D.C. health officials to investigate sewage leaking into ORs at Medstar Washington Hospital Center

The D.C. Department of Health is investigating a complaint of sewage leaks in operating rooms at MedStar Washington (D.C.) Hospital Center, reports USA Today.

One such OR was used to perform surgery on Rep. Steve Scalise, R- La., after he was shot in June at a congressional baseball practice. Mr. Scalise contracted an infection while being treated at Washington Hospital Center, which prompted greater awareness of the hospital's low safety ratings.

David Mayer, MedStar's vice president of safety and quality, said it is improper to associate someone shot with a "dirty bullet from a dirty gun on a dirty ball field" with a hospital's overall infection issues, according to an internal memo sent to staff and cited by USA Today.

The sewage leaks posed numerous infection control issues, according to former and current Washington Hospital Center employees USA Today interviewed.

The hospital closed the OR two days after Mr. Scalise's surgery for sterilization due to the sewage leaks. One physician told USA Today he saw liquid stool mixed in with sewage on the floor in the same OR, which he said suggested the leak had been occurring for some time. The physician also said clinicians performed a surgical procedure in a neighboring OR five feet away from the leak.

Other employees described clinicians walking between the sewage-soaked ORs, surgical instrument storage areas and the hallways in the same protective foot coverings. The hospital also allegedly used buckets to catch water leaks from ceilings — the same ones sewage leaked through — at least two times during surgeries. Employees claimed portable fans were used to get rid of a strong "porta potty" odor in the leaking ORs, which may be troublesome as fans can spread bacteria in the air, the report notes.

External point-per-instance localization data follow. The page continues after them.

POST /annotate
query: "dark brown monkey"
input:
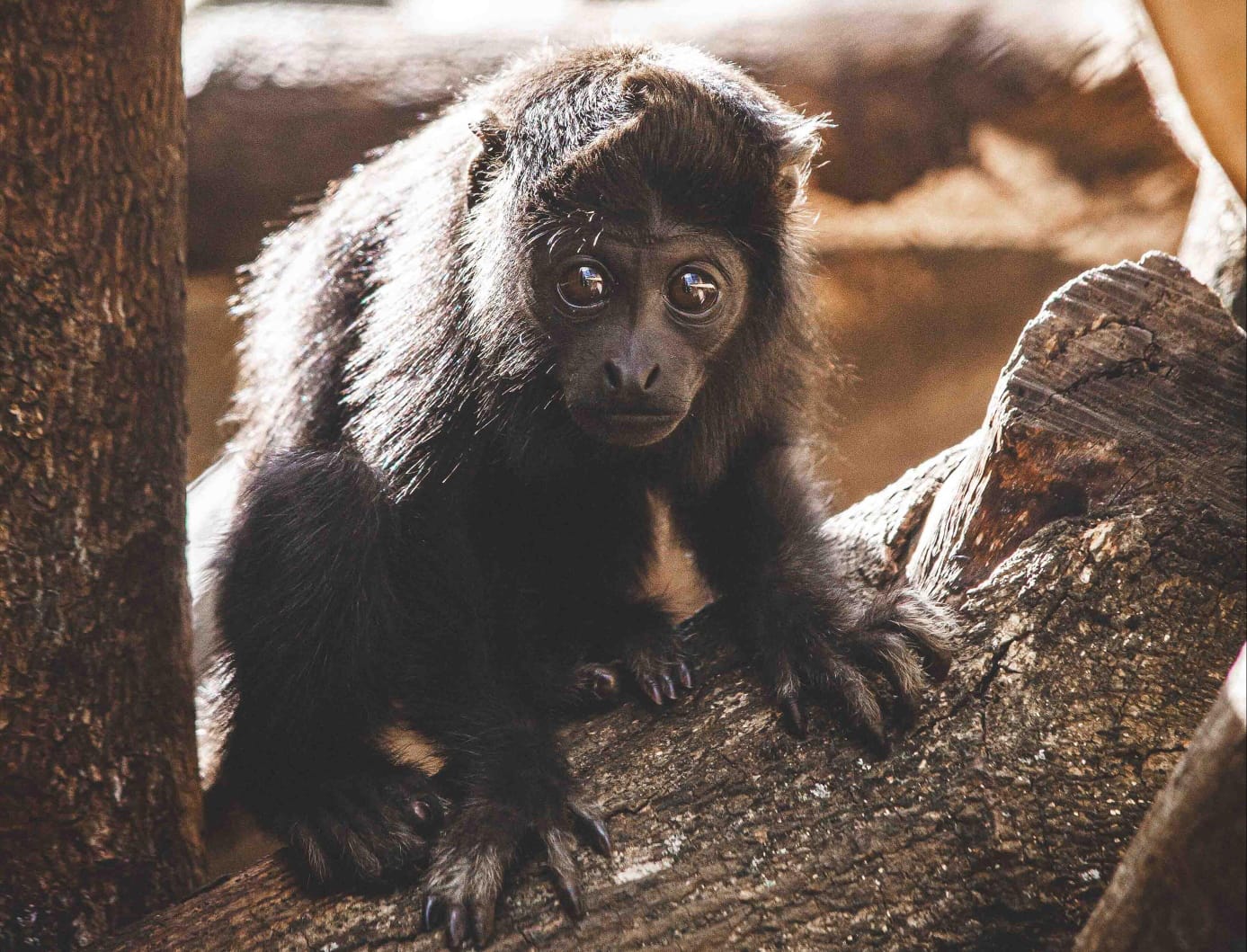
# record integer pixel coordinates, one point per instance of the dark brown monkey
(467, 371)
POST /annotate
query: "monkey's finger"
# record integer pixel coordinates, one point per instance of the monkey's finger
(650, 688)
(786, 686)
(482, 920)
(599, 681)
(930, 626)
(569, 889)
(886, 652)
(795, 716)
(842, 681)
(457, 925)
(669, 687)
(432, 912)
(592, 828)
(563, 868)
(686, 675)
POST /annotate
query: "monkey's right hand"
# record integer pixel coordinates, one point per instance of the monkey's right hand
(480, 842)
(363, 830)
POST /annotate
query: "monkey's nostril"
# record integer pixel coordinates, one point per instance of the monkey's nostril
(614, 378)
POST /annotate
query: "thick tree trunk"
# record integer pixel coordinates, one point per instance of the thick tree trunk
(99, 801)
(1091, 535)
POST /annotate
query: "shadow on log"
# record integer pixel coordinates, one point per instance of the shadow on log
(1091, 535)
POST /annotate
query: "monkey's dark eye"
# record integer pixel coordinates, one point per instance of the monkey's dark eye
(583, 286)
(692, 292)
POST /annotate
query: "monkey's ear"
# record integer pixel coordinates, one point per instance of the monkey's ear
(798, 145)
(486, 162)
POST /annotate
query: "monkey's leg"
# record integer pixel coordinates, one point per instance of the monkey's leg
(758, 539)
(307, 612)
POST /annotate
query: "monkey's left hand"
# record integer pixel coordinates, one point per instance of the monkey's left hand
(483, 839)
(814, 645)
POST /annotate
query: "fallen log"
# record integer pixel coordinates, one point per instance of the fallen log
(1182, 884)
(1091, 536)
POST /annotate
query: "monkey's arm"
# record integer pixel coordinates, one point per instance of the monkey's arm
(758, 539)
(308, 616)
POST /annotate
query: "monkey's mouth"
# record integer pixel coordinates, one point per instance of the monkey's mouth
(628, 426)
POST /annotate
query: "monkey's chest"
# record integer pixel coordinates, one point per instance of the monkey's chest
(566, 541)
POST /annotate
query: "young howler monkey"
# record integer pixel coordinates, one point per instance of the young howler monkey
(466, 373)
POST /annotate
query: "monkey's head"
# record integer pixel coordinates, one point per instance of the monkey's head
(631, 219)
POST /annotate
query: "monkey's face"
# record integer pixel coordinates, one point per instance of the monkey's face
(635, 325)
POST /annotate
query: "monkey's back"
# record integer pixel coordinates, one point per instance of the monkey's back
(303, 296)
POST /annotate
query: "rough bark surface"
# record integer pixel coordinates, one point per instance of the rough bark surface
(99, 803)
(1182, 885)
(277, 110)
(1096, 637)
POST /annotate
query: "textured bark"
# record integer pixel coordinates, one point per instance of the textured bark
(276, 107)
(99, 803)
(1098, 632)
(1182, 885)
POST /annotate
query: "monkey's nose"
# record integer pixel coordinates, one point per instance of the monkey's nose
(625, 377)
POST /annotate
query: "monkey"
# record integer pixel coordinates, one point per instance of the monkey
(466, 375)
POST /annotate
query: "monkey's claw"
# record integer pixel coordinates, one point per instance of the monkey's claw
(893, 638)
(366, 830)
(466, 878)
(660, 668)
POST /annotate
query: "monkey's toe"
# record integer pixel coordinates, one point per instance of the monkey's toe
(660, 668)
(364, 832)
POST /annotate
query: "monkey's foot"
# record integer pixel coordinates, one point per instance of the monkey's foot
(896, 635)
(659, 665)
(480, 842)
(364, 830)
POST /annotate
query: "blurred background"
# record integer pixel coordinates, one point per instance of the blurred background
(985, 152)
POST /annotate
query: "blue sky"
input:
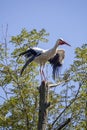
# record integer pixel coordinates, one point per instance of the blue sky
(60, 18)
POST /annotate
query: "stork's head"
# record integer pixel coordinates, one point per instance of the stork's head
(62, 42)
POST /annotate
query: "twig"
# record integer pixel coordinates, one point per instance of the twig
(67, 106)
(64, 124)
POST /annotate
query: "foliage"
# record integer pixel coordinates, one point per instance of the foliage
(19, 101)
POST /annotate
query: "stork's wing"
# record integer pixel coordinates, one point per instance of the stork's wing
(57, 62)
(26, 64)
(30, 54)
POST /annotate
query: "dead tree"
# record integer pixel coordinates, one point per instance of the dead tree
(43, 105)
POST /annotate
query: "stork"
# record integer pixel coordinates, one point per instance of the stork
(53, 56)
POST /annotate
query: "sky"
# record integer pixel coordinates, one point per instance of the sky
(65, 19)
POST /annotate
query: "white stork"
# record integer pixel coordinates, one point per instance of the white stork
(53, 56)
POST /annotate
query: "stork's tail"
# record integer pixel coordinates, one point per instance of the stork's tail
(56, 64)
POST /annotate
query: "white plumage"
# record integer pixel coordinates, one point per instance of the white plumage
(41, 56)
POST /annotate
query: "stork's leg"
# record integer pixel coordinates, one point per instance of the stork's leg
(44, 78)
(42, 74)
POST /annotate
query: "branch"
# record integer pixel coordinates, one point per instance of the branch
(67, 106)
(64, 124)
(51, 85)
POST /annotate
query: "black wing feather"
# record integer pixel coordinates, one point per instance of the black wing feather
(30, 54)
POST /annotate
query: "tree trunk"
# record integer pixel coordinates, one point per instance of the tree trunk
(43, 105)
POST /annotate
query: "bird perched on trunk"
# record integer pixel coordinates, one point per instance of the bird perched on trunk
(53, 56)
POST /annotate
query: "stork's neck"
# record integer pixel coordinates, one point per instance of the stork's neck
(56, 45)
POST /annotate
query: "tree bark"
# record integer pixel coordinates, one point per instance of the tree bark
(43, 105)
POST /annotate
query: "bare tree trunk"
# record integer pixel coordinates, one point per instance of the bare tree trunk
(43, 105)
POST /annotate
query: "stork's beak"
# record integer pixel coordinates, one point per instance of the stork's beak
(66, 43)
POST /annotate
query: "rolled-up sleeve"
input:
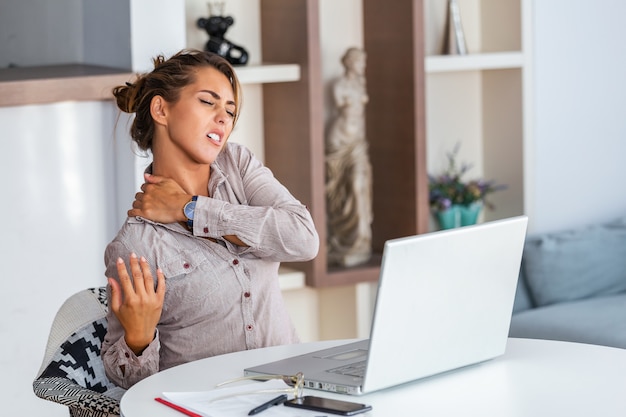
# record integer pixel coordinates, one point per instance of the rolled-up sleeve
(266, 216)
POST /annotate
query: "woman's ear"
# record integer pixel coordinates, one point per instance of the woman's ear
(158, 107)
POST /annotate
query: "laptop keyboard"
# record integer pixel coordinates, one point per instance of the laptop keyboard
(356, 369)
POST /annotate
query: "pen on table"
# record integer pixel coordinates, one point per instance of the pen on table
(276, 401)
(177, 407)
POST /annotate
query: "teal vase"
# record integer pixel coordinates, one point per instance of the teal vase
(458, 215)
(449, 218)
(469, 213)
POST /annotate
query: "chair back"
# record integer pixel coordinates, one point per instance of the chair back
(72, 372)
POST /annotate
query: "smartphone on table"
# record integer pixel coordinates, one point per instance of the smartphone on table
(328, 405)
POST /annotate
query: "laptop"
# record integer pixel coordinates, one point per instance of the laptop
(444, 301)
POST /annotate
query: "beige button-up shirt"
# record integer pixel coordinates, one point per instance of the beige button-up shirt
(219, 297)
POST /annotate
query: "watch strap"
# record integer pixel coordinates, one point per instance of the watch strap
(188, 209)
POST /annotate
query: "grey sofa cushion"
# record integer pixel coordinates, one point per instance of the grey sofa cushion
(576, 264)
(600, 321)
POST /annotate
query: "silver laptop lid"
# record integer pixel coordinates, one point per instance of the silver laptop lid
(444, 301)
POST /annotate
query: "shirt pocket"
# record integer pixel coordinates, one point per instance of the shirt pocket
(190, 279)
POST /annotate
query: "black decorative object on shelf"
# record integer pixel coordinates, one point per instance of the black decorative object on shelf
(216, 26)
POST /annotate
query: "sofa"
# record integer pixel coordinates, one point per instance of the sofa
(572, 286)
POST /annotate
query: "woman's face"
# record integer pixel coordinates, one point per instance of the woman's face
(201, 121)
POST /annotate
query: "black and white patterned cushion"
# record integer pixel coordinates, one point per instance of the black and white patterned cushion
(75, 374)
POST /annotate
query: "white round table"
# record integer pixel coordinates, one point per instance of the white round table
(533, 378)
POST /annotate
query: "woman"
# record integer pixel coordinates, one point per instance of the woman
(211, 219)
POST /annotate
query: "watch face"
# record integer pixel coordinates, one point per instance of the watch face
(189, 209)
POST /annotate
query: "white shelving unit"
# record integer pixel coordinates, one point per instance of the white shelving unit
(477, 100)
(473, 62)
(268, 73)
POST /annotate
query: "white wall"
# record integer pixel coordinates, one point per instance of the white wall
(578, 150)
(57, 172)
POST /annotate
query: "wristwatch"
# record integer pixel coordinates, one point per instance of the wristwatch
(189, 209)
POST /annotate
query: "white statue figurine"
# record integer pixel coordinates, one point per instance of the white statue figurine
(348, 170)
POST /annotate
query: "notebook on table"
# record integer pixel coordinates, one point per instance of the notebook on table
(444, 301)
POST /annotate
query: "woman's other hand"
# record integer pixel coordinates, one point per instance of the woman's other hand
(137, 304)
(161, 200)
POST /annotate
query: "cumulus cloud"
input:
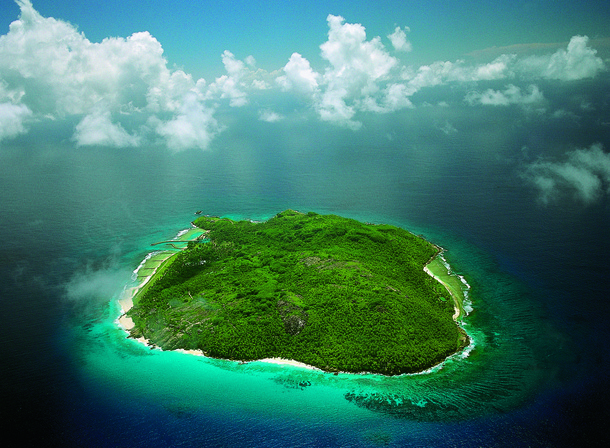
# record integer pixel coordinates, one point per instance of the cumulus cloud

"[O]ur team addressed recent leaks at the hospital immediately, following our robust protocols. The areas were cleaned, sterilized and inspected by an outside industrial hygienist to ensure that they were safe for patient car," MedStar Washington Hospital said in a statement to Becker's. "The portrayal of our hospital in the recent USA Today article was riddled with inaccuracies and unfounded conclusions. Our patients were never put at risk due to recent leaks in our operating room area. We are committed to the highest quality, safest care for every patient who comes through our doors and have an intensive program in place to quickly identify and correct problems."

D.C. health department spokeswoman Jasmine Gossett told USA Today the department will decide whether Washington Hospital Center is subject to a penalty upon completing a full investigation of the sewage leaks.